WebSphere Queues: A Queuing Theory

WebSphere queues are an important part of WebSphere performance and capacity management. WebSphere operates, or can be tuned to operate, with what's known as a queuing network . What this essentially means is that each tier within your application environment is configured to handle a certain amount of requests or transactions or connections at any one time.

WebSphere supports the two key queuing models: open and closed. By default, the closed queuing model is implemented. In this configuration, all the queues within the environment are tightly controlled and more importantly, capped. By setting up your different tiers to have a finite number of connections in a closed queue model, you control and curve runaway processes (such as denial of service attacks) and manage your resources more intelligently.

The open queue model that exists is basically a free-for-all. In this model, the different tiers aren't constrained. My recommendation is not to use an open model. By using the closed queuing model, you can manage your environment with more accuracy and better plan and manage your capacity model.

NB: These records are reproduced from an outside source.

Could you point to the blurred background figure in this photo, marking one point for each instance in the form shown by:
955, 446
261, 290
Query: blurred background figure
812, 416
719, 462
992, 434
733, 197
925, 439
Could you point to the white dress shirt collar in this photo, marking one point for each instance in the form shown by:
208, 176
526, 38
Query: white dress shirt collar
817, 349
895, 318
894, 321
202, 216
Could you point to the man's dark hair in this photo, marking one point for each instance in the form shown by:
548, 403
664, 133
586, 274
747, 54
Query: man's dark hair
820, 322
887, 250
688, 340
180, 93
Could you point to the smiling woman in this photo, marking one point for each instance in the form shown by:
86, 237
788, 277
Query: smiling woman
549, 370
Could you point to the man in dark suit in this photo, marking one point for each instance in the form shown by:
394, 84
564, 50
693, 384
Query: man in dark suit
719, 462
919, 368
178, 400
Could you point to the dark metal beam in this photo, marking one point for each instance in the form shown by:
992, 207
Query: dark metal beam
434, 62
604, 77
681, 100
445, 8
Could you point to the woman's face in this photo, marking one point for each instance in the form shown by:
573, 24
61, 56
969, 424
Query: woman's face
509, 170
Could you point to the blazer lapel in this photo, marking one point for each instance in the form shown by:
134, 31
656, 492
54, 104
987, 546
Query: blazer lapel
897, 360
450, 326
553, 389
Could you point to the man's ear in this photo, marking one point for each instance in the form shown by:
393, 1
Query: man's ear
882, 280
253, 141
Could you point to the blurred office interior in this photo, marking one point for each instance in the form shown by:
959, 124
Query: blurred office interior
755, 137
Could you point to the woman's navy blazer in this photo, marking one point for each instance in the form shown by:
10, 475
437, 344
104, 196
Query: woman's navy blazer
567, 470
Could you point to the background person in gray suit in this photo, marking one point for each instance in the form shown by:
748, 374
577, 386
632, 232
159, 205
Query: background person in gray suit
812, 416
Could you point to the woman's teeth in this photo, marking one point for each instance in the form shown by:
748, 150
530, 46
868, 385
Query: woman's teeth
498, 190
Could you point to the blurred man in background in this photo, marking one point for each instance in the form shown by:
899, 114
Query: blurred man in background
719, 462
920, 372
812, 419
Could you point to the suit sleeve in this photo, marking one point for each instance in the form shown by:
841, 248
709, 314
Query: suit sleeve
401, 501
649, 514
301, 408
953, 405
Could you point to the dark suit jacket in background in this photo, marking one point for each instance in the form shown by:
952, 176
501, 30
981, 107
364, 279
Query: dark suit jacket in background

In Chapter 1, I discussed the carrot and the turnip models whereby your WebSphere environment is meant to accept many connections on the frontend (the Web server) and fewer proportionate connections on the backend. Figure 6-6 shows the carrot model discussed in Chapter 1.

click to expand
Figure 6-6: Correct queuing configuration, the Carrot model

As mentioned, your environment needs to appear like a carrot in that the thick end (of the carrot) relates to the size of the pipe or the queue at the Web server tier, with the smaller, pointier end relating to the proportional queue size at the data tier.

Between the Web tier and the data tier are several other components, all of which you're now familiar with. Other than the Web and database servers, these components are also essential to making up the overall queue:

  • Web server

  • Web container

  • EJB container

  • Object Request Broker (ORB)

  • Data sources

  • Database

  • If implemented, legacy systems integration components (resource connection manager)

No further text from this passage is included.